Nées à Toulouse en 2022, Les Halles de la Transition franchissent une nouvelle étape de leur développement. Le groupe fondé par Chloé Cohen et Mélanie Moresve vient de boucler une levée de fonds de près d’1 million d’euros afin d’accélérer le déploiement national de son concept mêlant restauration responsable, événementiel engagé, coworking et impact territorial. Après avoir éprouvé son modèle dans un lieu pilote de 350 m² en centre-ville de Toulouse, l’entreprise ambitionne désormais d’ouvrir 50 lieux en France d’ici cinq ans, avec trois premières implantations attendues dès début 2027.
Restauration engagée, événements éco-conçus, coworking, programmation citoyenne, circuits courts, impact social et environnemental… Les Halles de la Transition veulent prouver qu’un lieu peut conjuguer croissance économique et utilité collective. (Photo les Halles de la Transition)
À Toulouse, Les Halles de la Transition veulent démontrer qu’un lieu hybride peut conjuguer rentabilité économique, utilité sociale et engagement environnemental. Créée en 2022, la marque s’est d’abord construite autour d’un site pilote installé 46 rue de Bayard, en centre-ville. Sur 350 m², ce premier lieu rassemble plusieurs usages : une cantine engagée, des espaces événementiels, du coworking, une programmation citoyenne et culturelle, ainsi qu’un accueil régulier d’associations partenaires.
En quelques années, ce modèle toulousain a permis d’accueillir près de 30 000 personnes et d’atteindre la rentabilité dès la deuxième année. Ce passage par l’expérimentation locale constitue aujourd’hui le socle d’une ambition nationale : créer la première franchise française de lieux événementiels et de restauration à impact.

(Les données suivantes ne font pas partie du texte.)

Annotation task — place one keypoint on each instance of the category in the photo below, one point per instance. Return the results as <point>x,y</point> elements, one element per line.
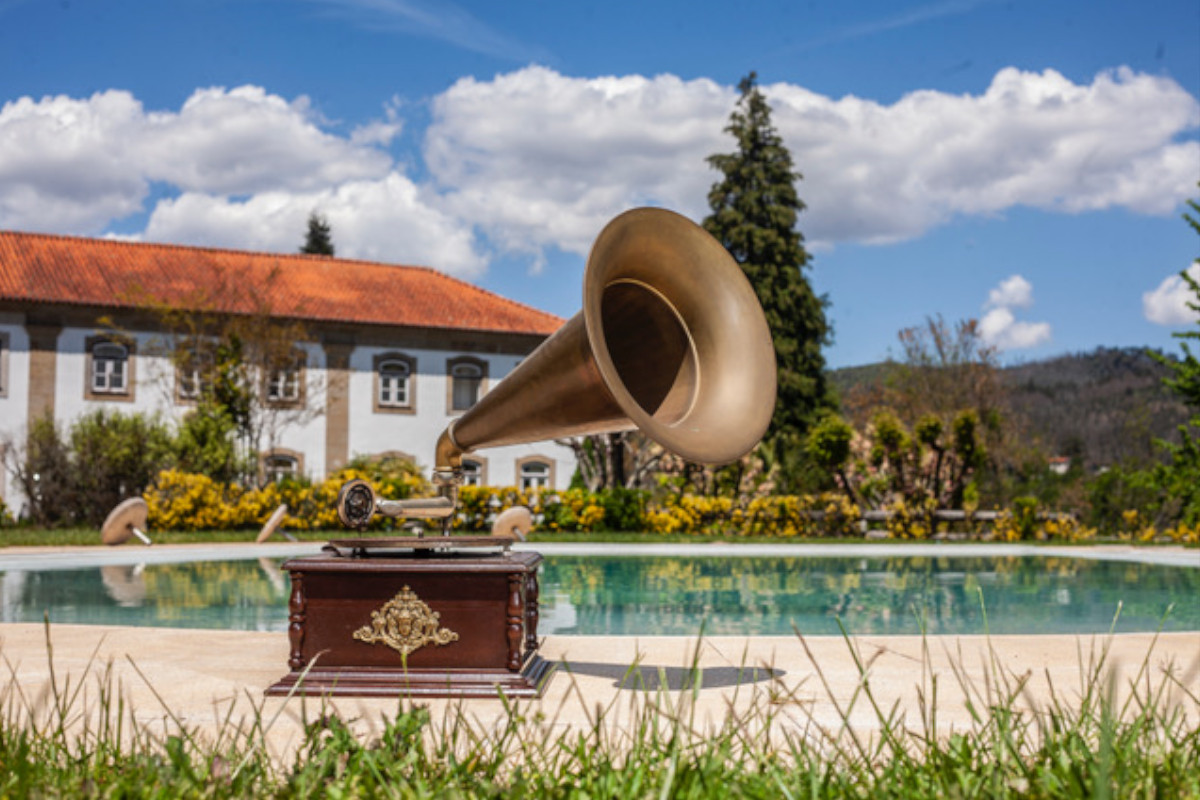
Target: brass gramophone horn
<point>671,341</point>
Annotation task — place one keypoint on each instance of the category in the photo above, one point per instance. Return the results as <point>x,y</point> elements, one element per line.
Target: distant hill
<point>1104,407</point>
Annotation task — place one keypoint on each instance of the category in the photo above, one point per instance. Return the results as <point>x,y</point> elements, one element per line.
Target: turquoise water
<point>678,595</point>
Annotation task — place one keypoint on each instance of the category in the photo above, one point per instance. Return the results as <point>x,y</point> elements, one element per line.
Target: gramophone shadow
<point>652,678</point>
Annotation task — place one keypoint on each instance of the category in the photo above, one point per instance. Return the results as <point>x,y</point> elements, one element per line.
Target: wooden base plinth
<point>364,681</point>
<point>423,624</point>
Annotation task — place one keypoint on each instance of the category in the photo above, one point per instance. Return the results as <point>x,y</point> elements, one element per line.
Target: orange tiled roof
<point>40,268</point>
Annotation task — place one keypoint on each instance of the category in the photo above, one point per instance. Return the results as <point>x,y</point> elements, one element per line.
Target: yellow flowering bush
<point>189,501</point>
<point>912,521</point>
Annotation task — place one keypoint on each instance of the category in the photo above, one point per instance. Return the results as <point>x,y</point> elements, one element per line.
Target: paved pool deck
<point>205,679</point>
<point>208,680</point>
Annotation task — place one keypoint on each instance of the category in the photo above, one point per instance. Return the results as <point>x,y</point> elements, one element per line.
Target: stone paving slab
<point>195,677</point>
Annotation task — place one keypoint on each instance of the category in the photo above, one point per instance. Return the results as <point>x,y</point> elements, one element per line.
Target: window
<point>4,365</point>
<point>472,471</point>
<point>193,373</point>
<point>286,380</point>
<point>281,465</point>
<point>395,383</point>
<point>467,378</point>
<point>534,474</point>
<point>109,372</point>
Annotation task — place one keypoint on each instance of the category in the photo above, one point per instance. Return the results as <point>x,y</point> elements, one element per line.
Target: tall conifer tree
<point>319,239</point>
<point>755,208</point>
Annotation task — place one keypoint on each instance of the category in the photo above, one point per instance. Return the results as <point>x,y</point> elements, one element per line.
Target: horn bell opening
<point>678,335</point>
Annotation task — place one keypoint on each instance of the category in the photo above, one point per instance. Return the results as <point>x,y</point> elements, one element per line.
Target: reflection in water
<point>124,583</point>
<point>677,596</point>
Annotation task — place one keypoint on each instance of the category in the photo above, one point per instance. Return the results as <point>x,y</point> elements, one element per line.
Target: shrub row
<point>187,501</point>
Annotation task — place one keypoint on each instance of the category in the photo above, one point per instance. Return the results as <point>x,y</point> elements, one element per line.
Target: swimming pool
<point>670,591</point>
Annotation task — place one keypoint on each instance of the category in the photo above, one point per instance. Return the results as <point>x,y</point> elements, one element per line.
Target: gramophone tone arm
<point>357,503</point>
<point>417,507</point>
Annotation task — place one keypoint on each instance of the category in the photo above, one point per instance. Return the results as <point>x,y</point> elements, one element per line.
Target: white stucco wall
<point>417,433</point>
<point>13,396</point>
<point>370,432</point>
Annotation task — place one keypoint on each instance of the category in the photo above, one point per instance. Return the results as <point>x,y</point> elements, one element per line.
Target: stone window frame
<point>465,360</point>
<point>551,471</point>
<point>264,458</point>
<point>207,350</point>
<point>483,469</point>
<point>129,394</point>
<point>378,361</point>
<point>4,364</point>
<point>300,359</point>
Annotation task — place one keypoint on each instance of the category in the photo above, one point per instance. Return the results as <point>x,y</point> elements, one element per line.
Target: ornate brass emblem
<point>405,624</point>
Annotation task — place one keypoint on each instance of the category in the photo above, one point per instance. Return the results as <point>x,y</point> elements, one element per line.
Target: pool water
<point>677,595</point>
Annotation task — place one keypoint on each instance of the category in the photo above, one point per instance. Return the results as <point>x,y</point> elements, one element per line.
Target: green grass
<point>1084,743</point>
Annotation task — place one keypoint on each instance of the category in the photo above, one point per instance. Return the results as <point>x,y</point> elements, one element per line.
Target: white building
<point>394,353</point>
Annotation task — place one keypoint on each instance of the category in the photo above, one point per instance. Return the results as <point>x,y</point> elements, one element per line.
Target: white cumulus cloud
<point>1168,302</point>
<point>73,166</point>
<point>534,161</point>
<point>385,220</point>
<point>1012,293</point>
<point>1000,326</point>
<point>541,160</point>
<point>1000,329</point>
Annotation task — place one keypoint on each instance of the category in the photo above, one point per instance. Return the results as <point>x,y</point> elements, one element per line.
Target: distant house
<point>393,353</point>
<point>1060,464</point>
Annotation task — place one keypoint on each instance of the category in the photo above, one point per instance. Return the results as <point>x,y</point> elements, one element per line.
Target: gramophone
<point>671,342</point>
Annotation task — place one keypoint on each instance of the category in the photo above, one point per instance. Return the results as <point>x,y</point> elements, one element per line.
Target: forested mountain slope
<point>1104,407</point>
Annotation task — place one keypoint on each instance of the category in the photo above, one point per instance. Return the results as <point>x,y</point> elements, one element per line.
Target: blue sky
<point>1023,163</point>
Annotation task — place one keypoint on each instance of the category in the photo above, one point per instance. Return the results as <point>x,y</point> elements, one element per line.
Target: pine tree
<point>319,240</point>
<point>755,209</point>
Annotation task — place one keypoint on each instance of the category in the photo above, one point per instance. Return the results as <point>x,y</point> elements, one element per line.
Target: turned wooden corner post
<point>295,621</point>
<point>532,613</point>
<point>514,614</point>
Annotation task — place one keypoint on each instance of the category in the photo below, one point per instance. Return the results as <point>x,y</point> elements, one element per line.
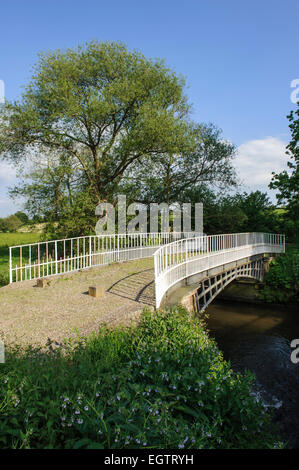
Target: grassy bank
<point>10,239</point>
<point>163,384</point>
<point>282,280</point>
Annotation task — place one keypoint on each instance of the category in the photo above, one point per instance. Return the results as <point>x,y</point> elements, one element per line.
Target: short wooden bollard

À l’origine du projet, deux entrepreneures aux parcours complémentaires portent cette vision. Chloé Cohen, ancienne consultante en stratégie et innovation, a cofondé un accélérateur de startups à impact en Australie. Mélanie Moresve, productrice événementielle, est également cofondatrice du festival Pulse, qui a rassemblé plus de 15 000 personnes. Leur constat est double. D’un côté, la France compte plus de 3 500 tiers-lieux, selon le recensement 2023 de France Tiers-Lieux, mais nombre d’entre eux restent dépendants de subventions et fonctionnent de manière isolée. De l’autre, les réseaux de franchise traditionnels placent rarement l’impact social et environnemental au cœur de leur modèle.
C’est précisément à cette intersection que Les Halles de la Transition veulent se positionner. Le groupe défend un modèle reproductible, économiquement viable, mais structuré autour d’une finalité forte : faire de chaque lieu un outil de transformation des territoires.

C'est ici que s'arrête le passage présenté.